The Food Market – In Thailand at a food market the accused spent time alone with the complainant and shared food with her, not by giving it to her but by feeding her directly. That's an intimate gesture that might be acceptable between a parent and a small child or occasionally by persons dating, but it's plainly inappropriate between a coach and athlete. MR saw it from across the market and thought it odd. While the fact that he was alone with the complainant and feeding her in that manner did not cause MR to intervene, it's another example of the accused's disregard of boundaries in his relationship with this young student. The accused testified that he didn't recall the event clearly, but his suggestion that he comes from a particularly affectionate culture was a not credible explanation.
[19] The circumstances of those incidents together show that the accused had a personal, intimate interest in the complainant beyond the coach/athlete relationship in the gym. I find those incidents and the circumstances of the flight where the accused suggested the complainant sleep in his lap support the credibility of the complainant's evidence and detract substantially from the credibility of the accused's evidence regarding the alleged offence.
[20] The complainant testified in a straightforward manner. Her testimony was detailed and internally consistent. Most of her evidence was consistent with the external evidence at trial with the exception of whether there were two or three seats in her row. She responded well in cross-examination, particularly given her age. She had a detailed memory and I agree with both parties that she was a credible witness. The whole of the evidence shows that her recollection including her account of the events on the flight home to Toronto was reliable.
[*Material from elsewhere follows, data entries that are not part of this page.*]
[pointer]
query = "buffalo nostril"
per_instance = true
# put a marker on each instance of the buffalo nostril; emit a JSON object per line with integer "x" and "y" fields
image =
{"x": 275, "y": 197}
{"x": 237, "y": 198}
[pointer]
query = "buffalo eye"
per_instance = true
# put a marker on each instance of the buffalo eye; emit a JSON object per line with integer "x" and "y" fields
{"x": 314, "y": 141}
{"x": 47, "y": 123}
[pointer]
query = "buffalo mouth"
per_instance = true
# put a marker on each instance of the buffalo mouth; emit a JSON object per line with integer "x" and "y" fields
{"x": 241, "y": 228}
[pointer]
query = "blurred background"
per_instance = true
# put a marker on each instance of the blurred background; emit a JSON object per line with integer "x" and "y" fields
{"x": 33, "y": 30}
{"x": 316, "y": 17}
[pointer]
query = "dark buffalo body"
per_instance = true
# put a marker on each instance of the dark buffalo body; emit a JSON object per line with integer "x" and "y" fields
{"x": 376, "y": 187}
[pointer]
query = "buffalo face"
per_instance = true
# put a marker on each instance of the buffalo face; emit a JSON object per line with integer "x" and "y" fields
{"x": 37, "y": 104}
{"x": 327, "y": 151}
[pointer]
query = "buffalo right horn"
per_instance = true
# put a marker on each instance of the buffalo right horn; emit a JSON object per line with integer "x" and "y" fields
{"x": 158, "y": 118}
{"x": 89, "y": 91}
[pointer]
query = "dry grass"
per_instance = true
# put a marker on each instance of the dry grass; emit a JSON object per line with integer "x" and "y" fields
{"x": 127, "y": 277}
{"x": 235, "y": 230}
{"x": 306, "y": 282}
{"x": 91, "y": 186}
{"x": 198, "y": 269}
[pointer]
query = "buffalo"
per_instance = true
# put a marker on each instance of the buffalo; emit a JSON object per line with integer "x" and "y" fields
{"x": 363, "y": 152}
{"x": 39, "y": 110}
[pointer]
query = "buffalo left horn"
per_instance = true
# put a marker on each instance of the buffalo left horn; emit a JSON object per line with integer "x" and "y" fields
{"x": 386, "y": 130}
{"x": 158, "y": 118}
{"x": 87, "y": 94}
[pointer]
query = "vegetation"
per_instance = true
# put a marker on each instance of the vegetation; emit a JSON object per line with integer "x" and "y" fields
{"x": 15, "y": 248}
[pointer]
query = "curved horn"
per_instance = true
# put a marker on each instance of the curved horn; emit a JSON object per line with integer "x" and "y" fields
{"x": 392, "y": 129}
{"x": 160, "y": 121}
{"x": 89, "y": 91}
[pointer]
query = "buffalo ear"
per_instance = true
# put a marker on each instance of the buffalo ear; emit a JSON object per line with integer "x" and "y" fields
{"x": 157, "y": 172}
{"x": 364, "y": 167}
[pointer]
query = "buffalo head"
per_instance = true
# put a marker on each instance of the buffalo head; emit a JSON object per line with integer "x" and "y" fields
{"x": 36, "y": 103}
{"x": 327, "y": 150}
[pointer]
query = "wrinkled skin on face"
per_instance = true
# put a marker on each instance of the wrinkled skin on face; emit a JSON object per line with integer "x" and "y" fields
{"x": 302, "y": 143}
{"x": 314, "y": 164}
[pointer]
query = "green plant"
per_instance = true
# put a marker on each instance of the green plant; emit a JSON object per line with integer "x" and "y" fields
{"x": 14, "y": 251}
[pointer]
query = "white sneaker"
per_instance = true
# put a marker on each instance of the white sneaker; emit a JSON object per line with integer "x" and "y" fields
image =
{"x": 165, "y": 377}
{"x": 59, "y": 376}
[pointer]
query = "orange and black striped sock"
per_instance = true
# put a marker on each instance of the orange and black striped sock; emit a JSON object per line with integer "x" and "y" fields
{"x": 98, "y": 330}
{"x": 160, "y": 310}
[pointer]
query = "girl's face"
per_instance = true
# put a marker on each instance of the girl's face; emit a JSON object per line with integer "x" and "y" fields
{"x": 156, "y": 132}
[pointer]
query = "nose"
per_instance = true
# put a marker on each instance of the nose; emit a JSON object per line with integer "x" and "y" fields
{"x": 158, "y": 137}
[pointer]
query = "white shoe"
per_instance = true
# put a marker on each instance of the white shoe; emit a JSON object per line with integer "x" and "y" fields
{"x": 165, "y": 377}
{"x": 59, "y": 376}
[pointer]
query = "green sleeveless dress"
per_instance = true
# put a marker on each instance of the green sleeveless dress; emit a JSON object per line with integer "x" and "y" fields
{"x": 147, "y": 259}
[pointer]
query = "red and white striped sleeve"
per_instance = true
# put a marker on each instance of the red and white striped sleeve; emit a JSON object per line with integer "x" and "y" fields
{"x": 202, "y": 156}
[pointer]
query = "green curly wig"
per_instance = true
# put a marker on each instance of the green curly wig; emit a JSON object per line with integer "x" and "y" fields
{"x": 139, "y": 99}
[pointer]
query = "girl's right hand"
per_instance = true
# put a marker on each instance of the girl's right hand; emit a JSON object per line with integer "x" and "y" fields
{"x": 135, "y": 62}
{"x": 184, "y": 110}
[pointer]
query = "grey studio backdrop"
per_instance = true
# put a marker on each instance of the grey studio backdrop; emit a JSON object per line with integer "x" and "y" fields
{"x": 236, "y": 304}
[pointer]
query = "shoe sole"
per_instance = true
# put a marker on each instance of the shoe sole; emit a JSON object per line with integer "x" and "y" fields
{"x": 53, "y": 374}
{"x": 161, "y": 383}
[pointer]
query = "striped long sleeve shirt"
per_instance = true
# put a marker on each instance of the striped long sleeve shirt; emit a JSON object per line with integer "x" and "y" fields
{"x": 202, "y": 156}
[21] The accused repeatedly had trouble remembering the various events in question. His explanations for the incidents during his relationship with the complainant were not credible. His evidence with respect to the events on the flight was not credible and was directly contradicted by the circumstantial evidence and the credible evidence of the complainant. RRF was not a credible witness and I cannot accept his evidence. I find his testimony does not leave a doubt either alone or in combination with any other evidence.
Conclusion
[22] Considering all of the evidence heard at trial, I can find no credible evidence that could reasonably leave a doubt. I find that the Crown has proved the offences alleged beyond a reasonable doubt.